While ‘educated to degree standard’ may be a common sight on most job advertisements these days, research has revealed that almost half of graduates wish they had studied a more vocational degree.

The research, conducted by TotalJobs.com at the end of 2013, found that many graduates believe vocational courses could have been a better way to move into the workplace from education.

Mike Fetters, graduate director at totaljobs.com said: “Our research shows that many graduates are starting to wonder if they should have studied for a more vocational qualification as more effective route to employment.”

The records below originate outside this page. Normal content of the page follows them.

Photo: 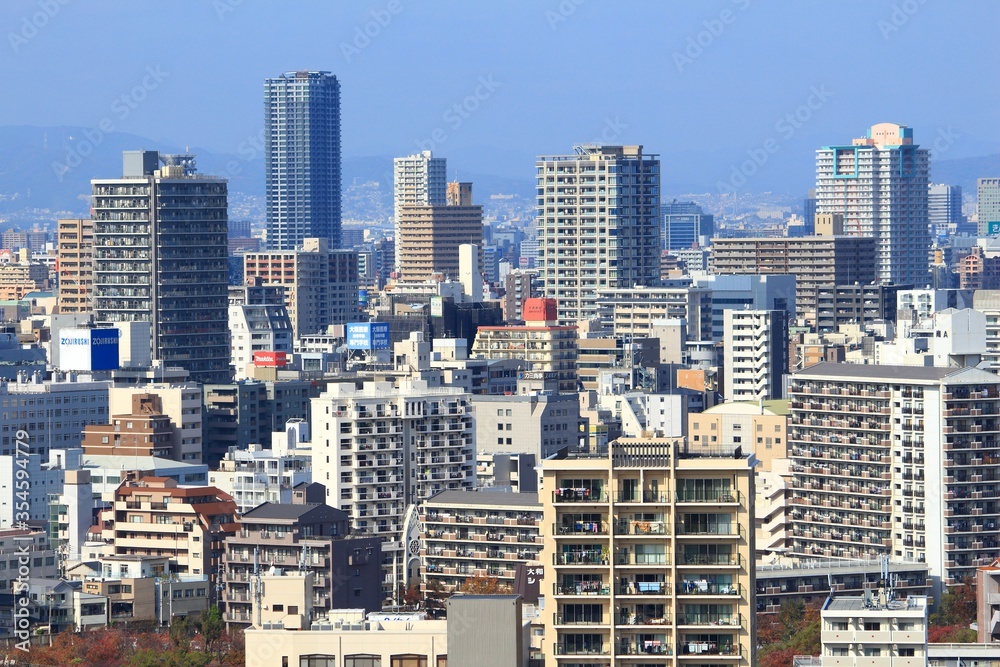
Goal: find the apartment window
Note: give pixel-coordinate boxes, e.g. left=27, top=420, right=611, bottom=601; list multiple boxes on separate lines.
left=299, top=655, right=337, bottom=667
left=344, top=655, right=382, bottom=667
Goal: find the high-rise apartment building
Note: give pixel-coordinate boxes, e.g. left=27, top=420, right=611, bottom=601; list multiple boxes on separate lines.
left=396, top=183, right=483, bottom=280
left=927, top=183, right=965, bottom=236
left=788, top=363, right=1000, bottom=593
left=392, top=151, right=448, bottom=271
left=816, top=123, right=931, bottom=285
left=312, top=378, right=476, bottom=599
left=660, top=199, right=715, bottom=250
left=264, top=71, right=341, bottom=250
left=711, top=228, right=875, bottom=320
left=976, top=178, right=1000, bottom=236
left=56, top=218, right=94, bottom=314
left=722, top=310, right=788, bottom=401
left=540, top=439, right=756, bottom=667
left=536, top=145, right=660, bottom=325
left=92, top=151, right=229, bottom=382
left=243, top=238, right=358, bottom=338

One psychology student intends to return to education to study a postgraduate nursing degree. She said that while studying nursing first would have been a sensible choice, her psychology degree has proven to be an asset, rather than a setback.

Another student, Florrie Sheehan, believes that an academic degree makes a person more employable as a vocational degree teaches specialist skills, limiting the number of jobs a person can apply for.

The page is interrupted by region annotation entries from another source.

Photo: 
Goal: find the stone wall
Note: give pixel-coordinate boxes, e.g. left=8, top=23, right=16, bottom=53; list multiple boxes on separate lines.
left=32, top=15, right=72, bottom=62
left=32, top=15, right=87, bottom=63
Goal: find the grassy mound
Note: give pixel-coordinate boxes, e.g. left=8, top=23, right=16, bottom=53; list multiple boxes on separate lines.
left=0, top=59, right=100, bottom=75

While the jury is still out on whether vocational or academic degrees are preferable, it is clear that all graduates are struggling to find work.

The study also found that many graduates are having difficulty securing jobs after leaving university, with almost 40% still out of work six months later.

“Although a degree is an essential qualification for some industries, school leavers need to think more carefully about which route to employment is best for them as some may be more suited to an apprenticeship scheme,” Fetters added.

However, their unemployment is not for lack of trying, as a third of graduates apply for at least 20 jobs in a single month. Keen to find work, graduates are willing to travel 35 miles to an interview, but one in six are happy to go over 100 miles.

Fetters went on to say that graduates need to be prepared to wait for their ideal job, and although it can be a long process, graduates jobs are often worth the wait.